30 апреля 1965 года моя подруга Матильда, приятель Эмиль и я шли по Невскому и обсуждали, как будем праздновать 1 мая в маленькой компании у друга Эмиля (мы тогда отмечали все праздники).
— Все надоели. Позови кого-нибудь нового.
Эмиль открыл записную книжку:
— Вот есть интеллектуал.
— Надоело.
— Вот оригинал.
— Хлопотно.
— Вот поэт.
— Поэт — это интересно.
И назавтра на станции Метро «Чернышевская» меня ждали Матильда, Эмиль и высокий худощавый молодой человек в болоньевом плаще и соломенной шляпе.
Не могу сказать, что это была любовь с первого взгляда. И ссорились, и мирились, и отстаивали свою независимость. И бедность, и неустройства. Но с 1 мая 1965 года мы вместе. И каждый год вдвоём отмечаем день нашего знакомства.
Поженились мы с Анатолием Бергером 16 января 1969 года. А 15 апреля этого же года он был арестован КГБ и за свои собственные произведения осуждён по 70 статье УК РСФСР на 4 года лагеря и 2 ссылки.
Когда меня допрашивали следователи в Большом доме и я, объясняя, почему Толик написал то или иное стихотворение, чем вызвана та или иная оценка, сказала:
— Мы жили одной жизнью.
— Да, конечно, семья, — согласился следователь.
— Не только это, — сказала я, прекрасно понимая, что усугубляю свою «вину», — мы жили вместе духовно.
Шестидесятые годы и для меня были годами формирования мировоззрения. И наша встреча с Толиком, его поэтическая одарённость, его глубокая образованность (я всегда говорила, что у меня было три вуза — два, которые я сама окончила, а третий — мой муж), его знание истории страны и древней истории, его подход к прошлому не как к руинам, а как к живой жизни людей — всё это помогало и моему созреванию.
У Толи в его малюсенькой комнате и до нашей свадьбы и после по пятницам собирались друзья. Мы говорили о самом важном. Толик читал новые стихи. Шли споры, обсуждения.

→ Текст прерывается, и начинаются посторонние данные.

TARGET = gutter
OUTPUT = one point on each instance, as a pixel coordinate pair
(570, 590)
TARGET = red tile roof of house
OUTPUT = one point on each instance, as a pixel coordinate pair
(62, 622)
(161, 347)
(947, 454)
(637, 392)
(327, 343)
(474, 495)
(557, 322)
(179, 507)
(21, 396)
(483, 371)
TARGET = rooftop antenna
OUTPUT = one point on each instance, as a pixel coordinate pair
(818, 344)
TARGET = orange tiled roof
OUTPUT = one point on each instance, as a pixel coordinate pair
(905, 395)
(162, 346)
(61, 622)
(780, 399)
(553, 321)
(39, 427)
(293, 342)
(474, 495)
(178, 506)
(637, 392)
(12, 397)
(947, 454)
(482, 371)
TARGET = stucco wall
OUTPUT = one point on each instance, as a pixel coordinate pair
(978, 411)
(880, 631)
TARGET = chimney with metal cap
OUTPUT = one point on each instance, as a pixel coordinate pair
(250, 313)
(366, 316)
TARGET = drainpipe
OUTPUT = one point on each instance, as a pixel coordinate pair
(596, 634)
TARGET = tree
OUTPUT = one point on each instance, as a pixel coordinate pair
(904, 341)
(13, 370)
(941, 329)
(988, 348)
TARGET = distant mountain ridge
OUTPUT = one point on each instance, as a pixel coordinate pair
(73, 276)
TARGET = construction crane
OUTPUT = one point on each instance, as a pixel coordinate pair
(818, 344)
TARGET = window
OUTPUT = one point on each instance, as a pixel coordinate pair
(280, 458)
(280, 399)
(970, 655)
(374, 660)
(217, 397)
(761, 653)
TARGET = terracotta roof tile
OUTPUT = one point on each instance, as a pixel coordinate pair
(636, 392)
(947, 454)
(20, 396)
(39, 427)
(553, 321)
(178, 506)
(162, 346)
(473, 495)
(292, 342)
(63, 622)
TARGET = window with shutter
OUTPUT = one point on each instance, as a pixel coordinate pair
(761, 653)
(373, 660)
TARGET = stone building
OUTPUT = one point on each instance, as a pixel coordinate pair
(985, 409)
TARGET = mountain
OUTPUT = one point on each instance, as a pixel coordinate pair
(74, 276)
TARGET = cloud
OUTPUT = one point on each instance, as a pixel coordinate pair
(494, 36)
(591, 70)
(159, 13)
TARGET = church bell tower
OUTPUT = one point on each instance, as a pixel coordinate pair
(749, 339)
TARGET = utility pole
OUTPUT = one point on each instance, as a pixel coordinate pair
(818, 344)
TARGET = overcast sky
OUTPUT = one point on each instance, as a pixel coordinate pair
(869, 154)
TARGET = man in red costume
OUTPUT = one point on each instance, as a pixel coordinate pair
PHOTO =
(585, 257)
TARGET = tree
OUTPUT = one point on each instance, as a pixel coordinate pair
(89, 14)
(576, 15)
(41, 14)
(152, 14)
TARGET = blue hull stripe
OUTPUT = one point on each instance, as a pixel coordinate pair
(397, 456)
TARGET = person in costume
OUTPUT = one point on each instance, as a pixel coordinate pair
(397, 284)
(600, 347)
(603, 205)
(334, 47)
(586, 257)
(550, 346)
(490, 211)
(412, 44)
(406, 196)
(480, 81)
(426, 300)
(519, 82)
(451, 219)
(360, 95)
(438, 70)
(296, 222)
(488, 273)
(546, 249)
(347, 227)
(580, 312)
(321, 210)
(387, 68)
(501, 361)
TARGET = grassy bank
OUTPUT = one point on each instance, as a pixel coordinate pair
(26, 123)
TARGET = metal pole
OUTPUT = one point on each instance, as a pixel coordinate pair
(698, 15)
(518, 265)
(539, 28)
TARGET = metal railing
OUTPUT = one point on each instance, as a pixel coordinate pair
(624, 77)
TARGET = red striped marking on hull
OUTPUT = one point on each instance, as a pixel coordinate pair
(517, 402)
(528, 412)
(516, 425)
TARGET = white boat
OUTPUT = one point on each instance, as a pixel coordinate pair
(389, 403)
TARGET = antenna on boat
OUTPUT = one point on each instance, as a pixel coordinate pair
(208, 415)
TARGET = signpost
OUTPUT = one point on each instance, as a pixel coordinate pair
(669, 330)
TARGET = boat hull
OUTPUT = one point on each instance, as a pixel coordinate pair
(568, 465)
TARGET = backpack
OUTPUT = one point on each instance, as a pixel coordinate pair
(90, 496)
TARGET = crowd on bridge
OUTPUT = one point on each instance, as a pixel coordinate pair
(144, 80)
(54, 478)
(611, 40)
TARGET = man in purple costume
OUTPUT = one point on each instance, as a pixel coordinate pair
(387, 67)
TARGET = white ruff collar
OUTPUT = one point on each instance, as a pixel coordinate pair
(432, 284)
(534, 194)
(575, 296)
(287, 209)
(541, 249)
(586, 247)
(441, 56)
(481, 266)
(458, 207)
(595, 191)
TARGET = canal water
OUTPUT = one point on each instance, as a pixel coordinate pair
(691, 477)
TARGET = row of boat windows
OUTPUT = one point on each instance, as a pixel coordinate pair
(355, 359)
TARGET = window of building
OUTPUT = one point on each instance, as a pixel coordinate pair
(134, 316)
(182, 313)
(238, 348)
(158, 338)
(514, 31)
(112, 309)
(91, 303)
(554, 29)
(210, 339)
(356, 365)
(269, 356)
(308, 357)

Потом, на допросах меня спрашивали об этих пятницах, но я твёрдо решила, что разговоры (особенно если участников было всего 3 — Андрей Бабушкин, Толик, я), подтверждать не буду. И хотя могла бы себе это поставить в заслугу, всё равно понимаю, что на следствии не имела возможности существенно помочь мужу — всё было предрешено. Мне оставалось только ждать его — ездить на свидания, а потом вместе с ним отбывать ссылку в Сибири.
В этой книге в моих воспоминаниях «По ту сторону колючей проволоки» есть рассказ о том, как нависла надо мной угроза потери работы после осуждения мужа, но тогда, когда я писала это, я сознательно из своего рода «чистоплюйства» упустила одну подробность. Сейчас же мне кажется это неправильным, вся история полностью ещё больше может сказать о времени, о тех, кто делал свою карьеру в ту пору через комсомол, через партию.